Uma acusação rejeitada por Bruxelas, que destaca seus esforços para "salvar vidas" no mar e "facilitar o acesso da OIM e da Agência da ONU para os Refugiados (Acnur) aos centros de detenção na Líbia para que possa aumentar o nível de assistência e organizar regressos voluntários".

Para Alioune Tine, a Europa "tem uma responsabilidade fundamental no desastre atual, mas não é a única".

"Os países africanos não fazem nada para reter os jovens, para dar trabalho a eles. Não têm política de migração", lamenta.

"Isso não pode continuar assim. Diante de um crime contra a humanidade não podemos não nos indignar, temos que atuar", considera Hamidou Anne, criticando a passividade dos dirigentes africanos e o "racismo sistemático nos países do Magreb".

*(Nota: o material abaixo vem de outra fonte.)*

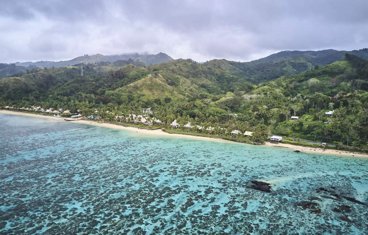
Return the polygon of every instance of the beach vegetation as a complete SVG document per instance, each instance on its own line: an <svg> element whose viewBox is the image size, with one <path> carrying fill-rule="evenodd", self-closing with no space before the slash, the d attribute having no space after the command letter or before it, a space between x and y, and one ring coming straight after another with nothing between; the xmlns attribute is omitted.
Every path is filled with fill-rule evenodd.
<svg viewBox="0 0 368 235"><path fill-rule="evenodd" d="M0 106L68 109L127 126L256 143L272 133L283 136L283 141L296 139L290 141L294 144L303 139L337 142L344 149L347 144L367 148L368 62L343 55L343 60L308 66L305 58L292 62L281 57L251 63L179 59L145 67L87 64L83 77L78 64L29 69L0 78ZM144 113L149 107L153 112ZM155 119L146 126L138 122L139 115ZM163 123L152 121L156 119ZM175 120L179 124L170 126ZM188 123L192 127L183 127ZM235 130L253 133L233 136Z"/></svg>

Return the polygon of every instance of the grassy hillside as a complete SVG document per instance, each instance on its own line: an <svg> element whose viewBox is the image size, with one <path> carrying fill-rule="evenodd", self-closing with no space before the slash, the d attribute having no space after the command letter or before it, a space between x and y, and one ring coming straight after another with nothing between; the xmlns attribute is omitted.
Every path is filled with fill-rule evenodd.
<svg viewBox="0 0 368 235"><path fill-rule="evenodd" d="M79 56L71 60L64 61L39 61L36 62L17 62L18 66L36 66L37 67L47 68L59 67L79 64L83 62L85 64L94 64L101 62L114 62L118 60L128 60L130 59L147 65L168 62L173 58L164 53L160 52L157 55L141 54L138 53L123 54L118 55L105 56L101 54Z"/></svg>
<svg viewBox="0 0 368 235"><path fill-rule="evenodd" d="M84 77L78 67L33 69L21 77L0 78L0 105L138 113L152 107L163 118L185 117L197 123L269 130L340 145L347 143L348 136L350 144L365 146L368 62L346 54L344 60L308 65L306 71L290 74L304 69L307 61L284 59L255 64L226 60L200 64L181 59L151 66L132 60L100 62L85 65ZM135 64L127 64L130 62ZM262 76L267 80L268 73L277 73L283 75L258 82ZM333 116L325 115L333 109ZM301 118L293 121L291 116Z"/></svg>

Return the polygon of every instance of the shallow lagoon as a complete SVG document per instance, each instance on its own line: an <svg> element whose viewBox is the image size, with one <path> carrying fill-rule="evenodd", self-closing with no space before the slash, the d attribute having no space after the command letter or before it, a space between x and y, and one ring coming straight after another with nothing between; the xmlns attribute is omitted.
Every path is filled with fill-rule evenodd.
<svg viewBox="0 0 368 235"><path fill-rule="evenodd" d="M367 159L3 114L0 126L0 234L368 233Z"/></svg>

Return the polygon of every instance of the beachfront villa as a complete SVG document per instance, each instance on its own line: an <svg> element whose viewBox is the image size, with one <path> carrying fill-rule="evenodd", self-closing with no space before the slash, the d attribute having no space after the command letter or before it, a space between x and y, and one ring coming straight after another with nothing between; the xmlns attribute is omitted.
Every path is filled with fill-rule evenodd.
<svg viewBox="0 0 368 235"><path fill-rule="evenodd" d="M188 122L187 123L184 125L184 127L185 128L192 128L194 127L190 124L190 122Z"/></svg>
<svg viewBox="0 0 368 235"><path fill-rule="evenodd" d="M233 135L234 136L236 136L236 135L238 134L239 133L241 134L241 132L240 132L240 131L238 130L234 130L231 132L230 132L230 134L231 134Z"/></svg>
<svg viewBox="0 0 368 235"><path fill-rule="evenodd" d="M170 124L170 126L172 127L179 127L179 123L177 122L176 119L174 120L174 121Z"/></svg>
<svg viewBox="0 0 368 235"><path fill-rule="evenodd" d="M251 137L252 135L253 132L252 131L245 131L243 134L244 137Z"/></svg>
<svg viewBox="0 0 368 235"><path fill-rule="evenodd" d="M282 140L282 137L281 136L272 136L271 137L270 141L271 143L273 143L278 144L279 142Z"/></svg>
<svg viewBox="0 0 368 235"><path fill-rule="evenodd" d="M326 112L325 114L327 115L329 117L332 117L332 115L333 114L333 110L332 111L329 111L328 112Z"/></svg>
<svg viewBox="0 0 368 235"><path fill-rule="evenodd" d="M156 123L158 123L159 124L162 124L162 122L160 120L160 119L158 119L155 120L155 122Z"/></svg>

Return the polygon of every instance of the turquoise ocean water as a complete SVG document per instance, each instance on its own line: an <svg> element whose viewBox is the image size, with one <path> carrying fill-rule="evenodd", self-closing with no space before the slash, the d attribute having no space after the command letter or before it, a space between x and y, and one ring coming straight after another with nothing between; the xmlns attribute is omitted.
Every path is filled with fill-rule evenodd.
<svg viewBox="0 0 368 235"><path fill-rule="evenodd" d="M0 128L0 234L368 234L367 159L4 114Z"/></svg>

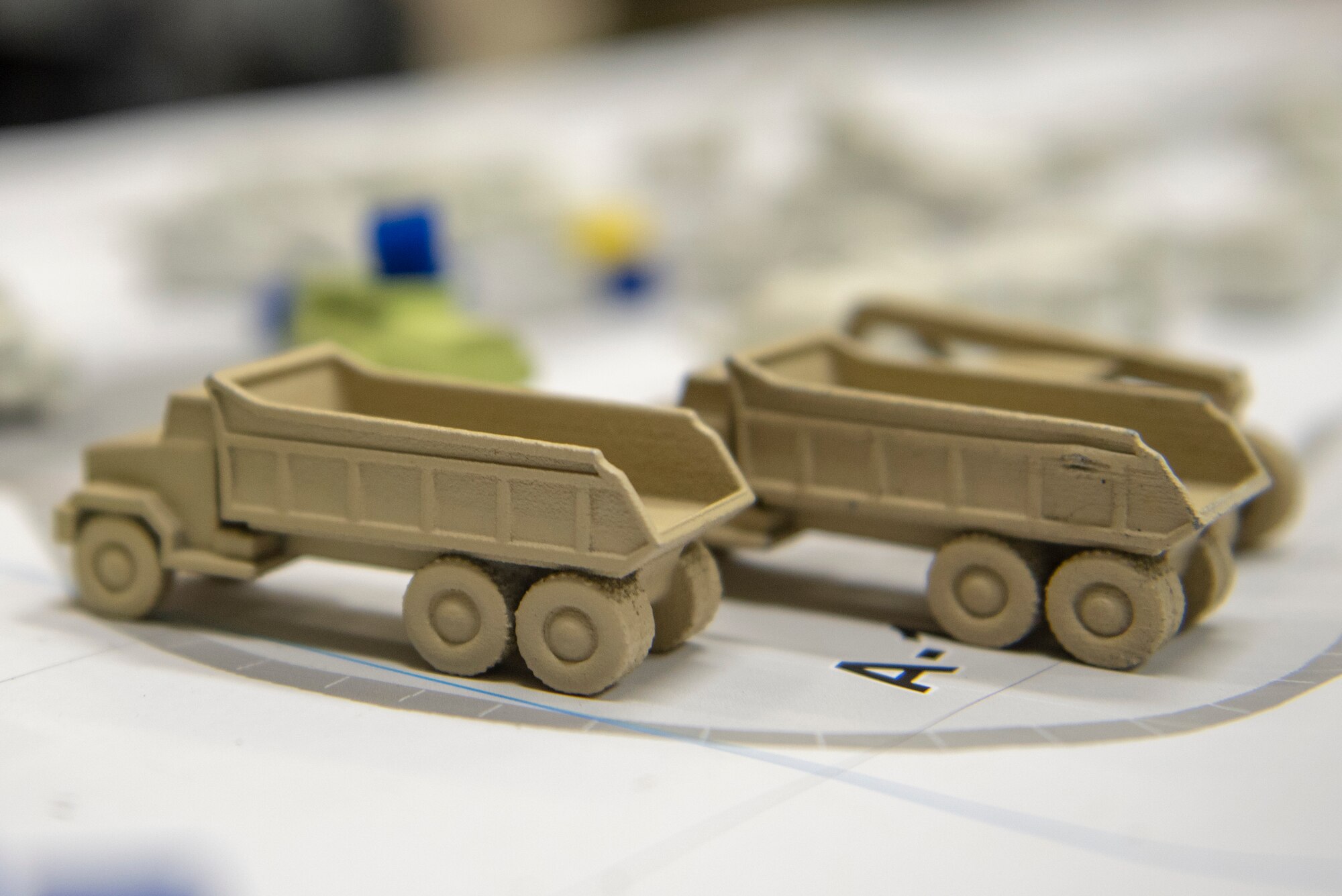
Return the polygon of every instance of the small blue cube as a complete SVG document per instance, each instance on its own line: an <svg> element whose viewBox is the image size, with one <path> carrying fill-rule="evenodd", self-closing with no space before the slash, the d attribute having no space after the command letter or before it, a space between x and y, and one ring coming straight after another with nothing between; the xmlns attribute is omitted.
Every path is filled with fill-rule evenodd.
<svg viewBox="0 0 1342 896"><path fill-rule="evenodd" d="M431 205L378 209L373 216L373 248L382 276L437 276L437 213Z"/></svg>

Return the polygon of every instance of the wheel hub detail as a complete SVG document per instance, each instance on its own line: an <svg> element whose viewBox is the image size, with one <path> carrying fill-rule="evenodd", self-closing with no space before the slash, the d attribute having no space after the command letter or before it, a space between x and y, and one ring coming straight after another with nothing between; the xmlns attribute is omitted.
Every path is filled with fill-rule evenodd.
<svg viewBox="0 0 1342 896"><path fill-rule="evenodd" d="M446 594L433 608L432 621L448 644L466 644L480 633L480 612L464 592Z"/></svg>
<svg viewBox="0 0 1342 896"><path fill-rule="evenodd" d="M1091 585L1076 601L1082 625L1099 637L1118 637L1133 625L1133 601L1113 585Z"/></svg>
<svg viewBox="0 0 1342 896"><path fill-rule="evenodd" d="M109 592L119 592L136 577L136 561L121 545L107 545L94 558L94 573Z"/></svg>
<svg viewBox="0 0 1342 896"><path fill-rule="evenodd" d="M1007 582L986 566L970 566L956 581L956 600L970 616L997 616L1007 606Z"/></svg>
<svg viewBox="0 0 1342 896"><path fill-rule="evenodd" d="M596 629L586 613L566 608L545 624L545 644L565 663L581 663L596 653Z"/></svg>

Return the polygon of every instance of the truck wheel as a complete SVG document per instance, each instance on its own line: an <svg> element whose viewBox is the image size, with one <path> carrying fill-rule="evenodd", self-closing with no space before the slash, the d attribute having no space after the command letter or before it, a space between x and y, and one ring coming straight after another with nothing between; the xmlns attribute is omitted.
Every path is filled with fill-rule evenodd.
<svg viewBox="0 0 1342 896"><path fill-rule="evenodd" d="M1180 581L1186 604L1182 628L1189 628L1224 604L1235 585L1235 554L1229 541L1215 528L1204 533L1193 546Z"/></svg>
<svg viewBox="0 0 1342 896"><path fill-rule="evenodd" d="M513 647L513 608L490 574L464 557L442 557L415 573L403 618L420 656L450 675L479 675Z"/></svg>
<svg viewBox="0 0 1342 896"><path fill-rule="evenodd" d="M933 618L958 641L1007 647L1039 624L1040 558L994 535L954 538L927 570Z"/></svg>
<svg viewBox="0 0 1342 896"><path fill-rule="evenodd" d="M707 628L721 605L718 562L703 542L691 542L676 561L667 593L652 605L652 652L666 653L692 638Z"/></svg>
<svg viewBox="0 0 1342 896"><path fill-rule="evenodd" d="M1164 557L1082 551L1048 579L1044 613L1082 663L1130 669L1178 630L1184 593Z"/></svg>
<svg viewBox="0 0 1342 896"><path fill-rule="evenodd" d="M553 573L517 610L517 647L546 685L592 695L629 673L652 645L652 608L632 581Z"/></svg>
<svg viewBox="0 0 1342 896"><path fill-rule="evenodd" d="M98 616L138 620L153 613L172 583L158 542L130 516L101 514L75 535L78 602Z"/></svg>
<svg viewBox="0 0 1342 896"><path fill-rule="evenodd" d="M1272 476L1268 490L1240 510L1240 533L1235 550L1252 551L1267 545L1300 508L1304 484L1300 464L1291 452L1271 436L1248 431L1244 433L1259 460Z"/></svg>

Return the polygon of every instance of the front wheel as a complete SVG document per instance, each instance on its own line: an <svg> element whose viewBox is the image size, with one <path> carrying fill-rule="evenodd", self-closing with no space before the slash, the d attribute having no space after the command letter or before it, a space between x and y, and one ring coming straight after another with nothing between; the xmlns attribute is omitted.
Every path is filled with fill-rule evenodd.
<svg viewBox="0 0 1342 896"><path fill-rule="evenodd" d="M1082 551L1048 579L1044 614L1082 663L1130 669L1178 630L1184 592L1165 558Z"/></svg>
<svg viewBox="0 0 1342 896"><path fill-rule="evenodd" d="M138 620L149 616L172 583L158 542L130 516L101 514L75 535L76 601L98 616Z"/></svg>
<svg viewBox="0 0 1342 896"><path fill-rule="evenodd" d="M1216 527L1197 539L1180 582L1186 601L1182 628L1196 625L1225 602L1235 586L1235 554Z"/></svg>
<svg viewBox="0 0 1342 896"><path fill-rule="evenodd" d="M535 677L564 693L600 693L652 647L652 608L635 581L553 573L517 610L517 648Z"/></svg>

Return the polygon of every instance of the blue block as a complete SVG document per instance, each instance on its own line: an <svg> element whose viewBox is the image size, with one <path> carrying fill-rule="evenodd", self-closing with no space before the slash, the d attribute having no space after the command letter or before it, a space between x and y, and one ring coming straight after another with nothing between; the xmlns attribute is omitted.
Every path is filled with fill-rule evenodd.
<svg viewBox="0 0 1342 896"><path fill-rule="evenodd" d="M651 295L656 283L656 271L650 264L628 262L607 275L605 291L619 302L636 303Z"/></svg>
<svg viewBox="0 0 1342 896"><path fill-rule="evenodd" d="M437 276L437 215L429 205L378 209L373 249L382 276Z"/></svg>

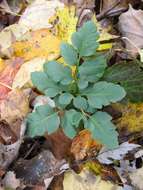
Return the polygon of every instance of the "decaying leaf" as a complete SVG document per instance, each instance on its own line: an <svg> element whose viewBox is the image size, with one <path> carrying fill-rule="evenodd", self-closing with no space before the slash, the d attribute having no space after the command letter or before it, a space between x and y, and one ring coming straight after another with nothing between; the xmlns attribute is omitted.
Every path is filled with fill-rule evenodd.
<svg viewBox="0 0 143 190"><path fill-rule="evenodd" d="M65 173L64 190L121 190L122 187L101 180L100 177L95 176L88 170L83 170L80 174L74 172Z"/></svg>
<svg viewBox="0 0 143 190"><path fill-rule="evenodd" d="M99 152L99 155L97 156L97 159L104 164L111 164L114 160L121 160L124 158L124 156L134 149L139 148L140 145L137 144L130 144L128 142L122 143L117 149L115 150L106 150L103 148L101 152Z"/></svg>
<svg viewBox="0 0 143 190"><path fill-rule="evenodd" d="M22 143L23 135L25 133L26 124L23 121L19 126L20 134L19 140L10 145L0 144L0 168L7 169L11 162L16 159L20 145Z"/></svg>
<svg viewBox="0 0 143 190"><path fill-rule="evenodd" d="M24 184L38 185L47 178L51 182L54 176L65 170L64 167L68 167L65 160L57 160L49 150L44 150L30 160L17 161L14 171Z"/></svg>
<svg viewBox="0 0 143 190"><path fill-rule="evenodd" d="M59 0L35 0L27 7L19 23L32 30L51 28L49 18L56 13L56 8L63 7L64 4Z"/></svg>
<svg viewBox="0 0 143 190"><path fill-rule="evenodd" d="M25 62L17 72L13 80L12 88L22 88L25 85L32 86L31 73L35 71L41 71L45 61L45 58L34 58Z"/></svg>
<svg viewBox="0 0 143 190"><path fill-rule="evenodd" d="M13 79L23 63L21 58L11 58L7 61L7 66L0 73L0 100L6 98L9 91L11 91L11 85Z"/></svg>
<svg viewBox="0 0 143 190"><path fill-rule="evenodd" d="M20 180L16 178L12 171L7 172L2 183L5 188L16 189L20 187Z"/></svg>
<svg viewBox="0 0 143 190"><path fill-rule="evenodd" d="M83 130L77 135L71 145L71 153L76 160L84 159L91 149L100 150L101 144L92 139L91 133L88 130Z"/></svg>
<svg viewBox="0 0 143 190"><path fill-rule="evenodd" d="M13 90L8 93L7 98L0 102L1 119L6 120L9 124L18 118L23 119L29 112L29 92Z"/></svg>
<svg viewBox="0 0 143 190"><path fill-rule="evenodd" d="M143 188L143 167L132 172L130 174L130 178L131 178L132 185L134 185L138 190L142 190L142 188Z"/></svg>
<svg viewBox="0 0 143 190"><path fill-rule="evenodd" d="M0 54L10 57L12 50L10 49L12 43L20 39L27 28L24 25L13 24L0 32Z"/></svg>
<svg viewBox="0 0 143 190"><path fill-rule="evenodd" d="M16 57L22 57L25 61L35 57L46 58L48 60L58 57L60 40L52 35L48 29L28 32L28 34L29 37L25 40L13 43L12 47Z"/></svg>
<svg viewBox="0 0 143 190"><path fill-rule="evenodd" d="M106 69L104 80L121 84L132 102L143 101L143 71L135 61L120 62Z"/></svg>
<svg viewBox="0 0 143 190"><path fill-rule="evenodd" d="M130 55L136 56L143 48L143 11L135 10L131 6L129 10L119 17L119 28Z"/></svg>
<svg viewBox="0 0 143 190"><path fill-rule="evenodd" d="M113 107L122 112L122 117L116 120L117 127L130 133L143 130L143 104L114 104Z"/></svg>

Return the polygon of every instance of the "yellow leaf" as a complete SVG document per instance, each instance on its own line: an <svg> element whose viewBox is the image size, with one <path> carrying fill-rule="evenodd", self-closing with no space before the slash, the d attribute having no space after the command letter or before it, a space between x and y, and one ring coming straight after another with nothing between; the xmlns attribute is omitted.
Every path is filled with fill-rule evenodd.
<svg viewBox="0 0 143 190"><path fill-rule="evenodd" d="M20 24L13 24L0 32L0 49L2 55L11 56L10 47L12 43L19 38L27 31L27 28Z"/></svg>
<svg viewBox="0 0 143 190"><path fill-rule="evenodd" d="M111 43L109 41L117 38L117 36L109 33L109 31L111 30L110 27L103 28L101 26L100 22L97 21L95 16L93 16L93 21L95 22L97 29L100 32L100 37L99 37L98 41L100 43L102 42L98 48L98 51L104 51L104 50L111 49L113 46L113 43Z"/></svg>
<svg viewBox="0 0 143 190"><path fill-rule="evenodd" d="M121 190L111 182L101 180L99 176L95 176L88 170L83 170L80 174L74 172L66 172L63 181L64 190Z"/></svg>
<svg viewBox="0 0 143 190"><path fill-rule="evenodd" d="M12 123L23 119L29 112L29 91L12 90L7 98L0 102L1 119Z"/></svg>
<svg viewBox="0 0 143 190"><path fill-rule="evenodd" d="M75 7L58 9L56 15L50 19L54 25L54 33L61 40L71 42L71 35L76 31L78 18L75 17Z"/></svg>
<svg viewBox="0 0 143 190"><path fill-rule="evenodd" d="M12 88L22 88L25 85L32 86L31 73L43 70L43 64L45 61L45 58L34 58L25 62L17 72L12 84Z"/></svg>
<svg viewBox="0 0 143 190"><path fill-rule="evenodd" d="M122 117L116 121L119 129L130 133L143 130L143 103L114 104L113 107L122 112Z"/></svg>
<svg viewBox="0 0 143 190"><path fill-rule="evenodd" d="M49 23L49 19L59 7L64 7L64 4L59 0L35 0L26 8L19 23L32 30L51 28L52 25Z"/></svg>
<svg viewBox="0 0 143 190"><path fill-rule="evenodd" d="M5 62L3 61L3 59L0 58L0 72L3 71L5 67L6 67Z"/></svg>
<svg viewBox="0 0 143 190"><path fill-rule="evenodd" d="M14 55L24 58L25 61L35 57L51 60L60 54L60 40L52 35L48 29L30 32L29 39L17 41L13 43L12 47Z"/></svg>

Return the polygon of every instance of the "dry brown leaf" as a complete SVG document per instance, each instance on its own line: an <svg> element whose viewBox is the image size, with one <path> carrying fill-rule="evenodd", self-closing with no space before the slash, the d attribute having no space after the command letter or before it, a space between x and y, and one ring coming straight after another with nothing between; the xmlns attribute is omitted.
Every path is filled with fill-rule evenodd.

Alioune Tine propõe que a questão erradicar a escravidão seja abordada na cúpula entre a UE e a UA, que se celebrará em 29 e 30 de novembro em Abidjã.

"É preciso uma comissão de investigação imparcial para ver como se organiza este contrabando, quem são os responsáveis. E que todo mundo assuma suas responsabilidades", conclui.